Payment service Venmo was criticized last month for lax security measures after one of its users had their account compromised and drained of almost $3,000. In response, the company has announced that it is beefing up security measures, introducing email notifications that will be sent out whenever a user's email address, password, or phone number changes, and implementing multi-factor authentication for user logins in the coming weeks.
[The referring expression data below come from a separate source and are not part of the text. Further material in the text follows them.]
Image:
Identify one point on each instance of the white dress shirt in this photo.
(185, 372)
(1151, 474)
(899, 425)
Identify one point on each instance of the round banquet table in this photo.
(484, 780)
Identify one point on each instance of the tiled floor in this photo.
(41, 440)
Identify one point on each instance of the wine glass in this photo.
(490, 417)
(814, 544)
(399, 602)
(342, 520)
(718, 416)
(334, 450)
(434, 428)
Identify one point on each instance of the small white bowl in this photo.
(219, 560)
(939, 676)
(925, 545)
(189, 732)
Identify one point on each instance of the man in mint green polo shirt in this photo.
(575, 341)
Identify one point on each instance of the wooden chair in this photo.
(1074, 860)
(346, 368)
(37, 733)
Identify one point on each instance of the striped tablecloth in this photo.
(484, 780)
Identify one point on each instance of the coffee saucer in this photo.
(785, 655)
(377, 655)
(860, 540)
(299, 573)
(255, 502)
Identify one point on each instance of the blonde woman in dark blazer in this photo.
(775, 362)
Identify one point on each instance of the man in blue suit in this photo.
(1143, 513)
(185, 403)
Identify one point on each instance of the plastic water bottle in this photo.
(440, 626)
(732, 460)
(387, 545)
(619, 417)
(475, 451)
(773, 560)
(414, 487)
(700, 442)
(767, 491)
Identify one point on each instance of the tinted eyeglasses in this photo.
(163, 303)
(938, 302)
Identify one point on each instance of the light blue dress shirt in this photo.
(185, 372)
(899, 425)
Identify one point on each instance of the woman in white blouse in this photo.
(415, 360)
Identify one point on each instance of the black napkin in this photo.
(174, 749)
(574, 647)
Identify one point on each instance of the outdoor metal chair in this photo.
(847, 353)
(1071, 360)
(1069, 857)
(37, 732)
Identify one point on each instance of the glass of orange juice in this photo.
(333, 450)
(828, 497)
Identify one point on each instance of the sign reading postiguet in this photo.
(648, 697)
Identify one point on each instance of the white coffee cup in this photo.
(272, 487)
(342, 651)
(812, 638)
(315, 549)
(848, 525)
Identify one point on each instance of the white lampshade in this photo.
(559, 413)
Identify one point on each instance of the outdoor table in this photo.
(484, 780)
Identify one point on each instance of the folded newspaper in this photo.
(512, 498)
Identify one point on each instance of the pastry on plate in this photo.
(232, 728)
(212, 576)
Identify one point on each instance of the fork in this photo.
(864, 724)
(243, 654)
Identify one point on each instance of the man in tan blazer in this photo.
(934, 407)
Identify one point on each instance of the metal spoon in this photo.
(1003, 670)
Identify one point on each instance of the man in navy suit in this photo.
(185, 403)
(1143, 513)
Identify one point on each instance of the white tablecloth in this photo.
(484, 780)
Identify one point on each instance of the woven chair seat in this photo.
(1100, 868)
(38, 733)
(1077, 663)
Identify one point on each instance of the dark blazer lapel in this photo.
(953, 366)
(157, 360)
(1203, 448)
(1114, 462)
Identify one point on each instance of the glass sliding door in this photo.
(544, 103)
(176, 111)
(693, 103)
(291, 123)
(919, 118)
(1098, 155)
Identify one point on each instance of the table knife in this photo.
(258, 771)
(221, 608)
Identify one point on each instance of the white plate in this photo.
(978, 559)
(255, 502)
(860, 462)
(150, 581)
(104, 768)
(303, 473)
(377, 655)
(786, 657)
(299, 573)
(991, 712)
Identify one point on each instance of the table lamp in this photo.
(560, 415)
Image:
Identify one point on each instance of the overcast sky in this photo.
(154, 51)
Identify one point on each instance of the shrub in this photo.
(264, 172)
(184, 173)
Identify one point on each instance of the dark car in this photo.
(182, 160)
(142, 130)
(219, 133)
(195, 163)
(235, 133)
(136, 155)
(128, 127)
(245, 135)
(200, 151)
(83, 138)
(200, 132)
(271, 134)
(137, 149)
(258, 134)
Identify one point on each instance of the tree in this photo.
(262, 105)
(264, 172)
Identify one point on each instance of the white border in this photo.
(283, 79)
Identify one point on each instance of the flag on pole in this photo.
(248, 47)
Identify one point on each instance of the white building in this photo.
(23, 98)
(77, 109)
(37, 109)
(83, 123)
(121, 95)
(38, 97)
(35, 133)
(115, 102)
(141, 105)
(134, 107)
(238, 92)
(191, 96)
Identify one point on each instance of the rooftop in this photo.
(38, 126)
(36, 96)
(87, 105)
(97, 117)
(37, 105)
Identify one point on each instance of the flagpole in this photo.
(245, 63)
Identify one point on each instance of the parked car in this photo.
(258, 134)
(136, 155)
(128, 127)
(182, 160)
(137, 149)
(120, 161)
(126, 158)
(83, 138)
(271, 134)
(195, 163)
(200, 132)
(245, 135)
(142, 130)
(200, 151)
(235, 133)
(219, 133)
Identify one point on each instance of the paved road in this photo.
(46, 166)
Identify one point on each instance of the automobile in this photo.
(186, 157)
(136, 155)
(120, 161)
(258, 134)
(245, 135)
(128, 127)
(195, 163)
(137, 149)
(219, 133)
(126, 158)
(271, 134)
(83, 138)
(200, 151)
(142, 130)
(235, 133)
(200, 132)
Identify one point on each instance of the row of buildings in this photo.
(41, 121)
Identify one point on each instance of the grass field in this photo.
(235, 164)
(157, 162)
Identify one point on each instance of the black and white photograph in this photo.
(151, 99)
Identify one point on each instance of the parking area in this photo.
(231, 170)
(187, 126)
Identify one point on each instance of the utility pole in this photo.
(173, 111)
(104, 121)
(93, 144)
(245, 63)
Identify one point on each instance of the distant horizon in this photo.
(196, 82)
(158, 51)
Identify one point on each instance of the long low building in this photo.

The company issued an apology for the breach
A Slate report, published in February, told the story of a Venmo user whose account had been compromised. Because the company didn't notify users when login details were changed, the malicious individual was able to get into the account and drain it of almost $3,000 before the owner noticed the breach. Speaking shortly after the Slate article was published, Venmo CEO Bill Ready said that the company usually preferred to address fraud without alerting the user for experience reasons. "In many of these cases, we want to handle it seamlessly so we're working behind the scenes," he told The Verge, but he said that the the feedback was "valid," and that his team would take a look at changing their policy. Venmo also issued an apology on its blog after the article was published, but failed to explain why two- or multi-factor authentication wasn't standard.
The introduction of the new security measures show that the company has now taken the criticism on board. Venmo has grown rapidly — handling just under a billion dollars in the fourth quarter of 2014 — by enabling lightning-fast transactions between users on mobile devices. There's a worry that two-factor authentication might slow the process of sending money down, but as Slate's example shows, the security feature is becoming increasingly necessary for modern web services.